Asma al-Mughari lost 23 family members when Israeli planes bombed her home in the Bureij refugee camp on October 17, 2023.

Her two children, Aya, six, and Abdullah, five, were killed along with her parents, siblings, nieces, and nephews. Their bodies remained under the rubble for 29 days before being buried together in a single grave.

“I will never forget being told that eight children were buried together,” she wrote.

Asma chose not to see her children’s bodies, holding onto the memory of them alive.

On a holiday, she wrote to them, saying she did not dress them or give them gifts, adding, “In Paradise, Mama.”

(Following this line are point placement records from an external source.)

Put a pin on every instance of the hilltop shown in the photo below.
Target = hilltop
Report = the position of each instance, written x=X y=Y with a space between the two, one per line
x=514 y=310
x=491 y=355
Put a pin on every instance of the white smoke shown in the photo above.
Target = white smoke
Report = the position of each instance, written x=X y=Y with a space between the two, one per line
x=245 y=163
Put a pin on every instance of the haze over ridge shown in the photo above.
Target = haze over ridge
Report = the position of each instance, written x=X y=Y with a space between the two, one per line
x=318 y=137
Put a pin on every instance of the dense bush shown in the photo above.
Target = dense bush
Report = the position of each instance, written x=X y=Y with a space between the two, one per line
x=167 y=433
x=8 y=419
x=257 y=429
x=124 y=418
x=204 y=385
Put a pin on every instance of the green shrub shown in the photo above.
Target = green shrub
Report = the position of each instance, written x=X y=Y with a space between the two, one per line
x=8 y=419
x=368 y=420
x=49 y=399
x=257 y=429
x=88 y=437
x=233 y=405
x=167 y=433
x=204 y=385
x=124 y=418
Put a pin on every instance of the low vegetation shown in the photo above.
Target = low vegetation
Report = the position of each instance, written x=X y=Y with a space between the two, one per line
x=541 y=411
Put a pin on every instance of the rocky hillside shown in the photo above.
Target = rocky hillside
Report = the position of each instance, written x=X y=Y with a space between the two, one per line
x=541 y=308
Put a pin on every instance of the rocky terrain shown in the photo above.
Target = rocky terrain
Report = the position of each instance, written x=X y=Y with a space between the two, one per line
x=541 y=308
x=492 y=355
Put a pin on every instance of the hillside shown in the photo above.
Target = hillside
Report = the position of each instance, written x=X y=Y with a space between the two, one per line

Commenting on an image of children killed in Gaza, Asma imagined an alternate world where children sleep safely in warm beds, read bedtime stories, and fall asleep without fear. “In Gaza,” she wrote, “that story is not told. It is witnessed.”

After an international political speech honoring Israeli soldiers, Asma wrote of the injustice of a world that celebrates those who killed her children while ignoring tens of thousands of Palestinian children lost.

Although the pace of daily killings slowed after a ceasefire announcement, for bereaved parents, time offers no healing.

Gaza’s people live atop millions of tons of rubble, carrying grief that will follow them for life. With no meaningful international accountability or commitment to reconstruction, their future remains uncertain.

Until justice is served, the voices of these mothers endure, refusing to let their children become numbers, and bearing witness to a loss that defines Israel’s genocide in Gaza.